Created in a Nashville basement studio once owned by1950s country superstar Jim Reeves, Rhinestoned was produced by multi-instrumentalist George Bradfute. He’d worked on most of the Jason and Farmer Jason records, but the two hadn’t done a full project together since 2012. This may have been recorded in a pandemic, but there’s no depression here. You can hear the history in his songs: Cowpunk, classic country, children’s music, and even a Methodist Church hymn with his daughters singing back-up all fitting into what is currently called Americana.
“We were affected personally by the pandemic. I think I would be too glib by saying the pandemic didn’t affect me a lot. The recording itself was the easiest part of the pandemic to deal with because I had recorded in that sort of one-on-one way with George before. I had the songs written before we went into the studio. As an independent artist with a low budget, I go into recording as ready as I can possibly be. But yeah, I was ready. Of course, I would see George sitting in there with a mask as we were recording, and we were like everyone else on planet earth.”
There is a lot of Farmer Jason in this recording. He sings younger than his 67 years. His enthusiasm is childlike, but his songs are more than vacuous hooks. I like his rock-infused energy here just as I always liked in The Scorchers. He covers the legacy country cut “The Storms Are On the Ocean” by The Carter Family, a traditional Easter hymn, “Christ The Lord Is Risen Today” from the 1800s, and rockabilly sendup of “Time Warp” By Ozark Mountain Daredevils. But its his originals that make this album sing.
“I Rode with Crazy Horse” came to Jason in a dream and is based an old Lakota/Oglala legend. “I’m a history nerd, and I mean that’s all I read. I’m always reading history, and I was a history minor. Everything about Crazy Horse is steeped in history and myth. It was such a fun song to write. I enjoyed every second of writing that song. It was very exciting to write that.”
“The Freedom Rides Weren’t Free” contains the line “For those who rode the buses, the freedom ride wasn’t free.” It’s about Nashville young people who rode the freedom bus rides in 1961 to call attention to racial inequality. “The kids got together in their dorm rooms, emptied their wallets, and were able to buy bus tickets to get on the buses to Alabama. Without any money or protection, a lot of kids from Nashville did that. So, when I read that story, I just couldn’t believe that they did that! They got on those buses knowing they were going to get beat up. The only question was when.”
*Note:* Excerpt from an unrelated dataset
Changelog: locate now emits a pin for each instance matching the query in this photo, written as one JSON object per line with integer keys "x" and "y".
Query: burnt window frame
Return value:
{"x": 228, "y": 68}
There are performers who obey the rules and force their muse into specific genres of music, touch a common nerve and sell millions of records. Then, there are country outlaws who break the rules and appeal to those who secretly wish they could be outlaws just like their musical heroes. But there are a select few who refuse to acknowledge there are rules at all. These artists are truly free. They spend their lives creating music that plays their soul like a harp from heaven, and if that connects to a select number of fans, they’re truly at home in their spirit. Jason Ringenberg is one of those musicians.